I cannot recall another advertisement, print or otherwise, that so completely floored me. Some of the impact came from the timing of it all. For me and a good chunk of young nerds, 1995 was still an era when anime was a new and innately compelling realm, when even the most generic sight of stylized blue hair or energy beams grabbed our attention. Lunar was there at the crossroads of RPGs and what mainstream media pieces still labeled “Japanese animation,” and with those sharp cutscenes and colorful Toshiyuki Kubooka designs, it had the best of both worlds. We could go from playing Lunar 2 to watching Cyber City Oedo 808 or Ranma ½ or Giant Robo (from which Kubooka possibly reused bits of Taiso’s design for Lunar 2’s Ronfar) and always would it seem novel. For most of us, that halo departed by the end of the decade, and we learned to take anime and anime-flavored games just as discerningly as we would anything else. Most of also learned to hold on to what mattered.

There’s undeniable nostalgia behind the Lunar Remastered Collection, which packages the PlayStation versions of the games with new voice acting and the majority of the original Working Designs script. As with that ad, however, the Lunar games hold up beyond those misplaced yearnings for more innocent ages of RPG filled with battles or VHS tapes filled with grainy fansubs. They’re still exceptional games. The Silver Star Story is perhaps a mere excellent treatment of a very typical premise, with an earnest hero and a timorous heroine and a colorful supporting cast. It’s charming and straightforward, a good introduction to old-fashioned RPG stories if you’ve never experienced them—and a good encapsulation if you have.

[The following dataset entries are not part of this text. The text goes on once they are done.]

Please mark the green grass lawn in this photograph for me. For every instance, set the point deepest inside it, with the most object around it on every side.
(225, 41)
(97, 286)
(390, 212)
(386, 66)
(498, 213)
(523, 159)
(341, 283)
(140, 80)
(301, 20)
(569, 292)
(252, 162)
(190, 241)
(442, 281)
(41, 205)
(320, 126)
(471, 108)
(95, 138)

Eternal Blue goes deeper with its vision of an everyman protagonist meeting a mysterious woman, delivering more complex character arcs and insights. It surpasses the usual “What is…kiss?” cliches of an otherworldly character’s path to understanding humanity, and it’s probably my favorite treatment of that entire trope. In fact, I’d place Eternal Blue next to Final Fantasy VI and Earthbound as one of the best 16-bit RPGs—though I’d recommend the PlayStation version, either in its older form or through this new collection.
I would not, however, recommend paying absurd amounts for it. Lunar Remastered Collection is an Amazon exclusive and sold out rapidly, but publisher GungHo announced that they’ll print more copies. That’s another contentious point with the games: even old Sega CD and PlayStation versions, like all Working Designs releases, are expensive to come by. The Remastered Collection has new voice-overs, trims some offensive lines from the Working Designs localization, and lacks that cool Lords of Lunar mini-game. Yet they’re still the marvels that drew in so many of us decades ago. And they’ll do that again now if you let them.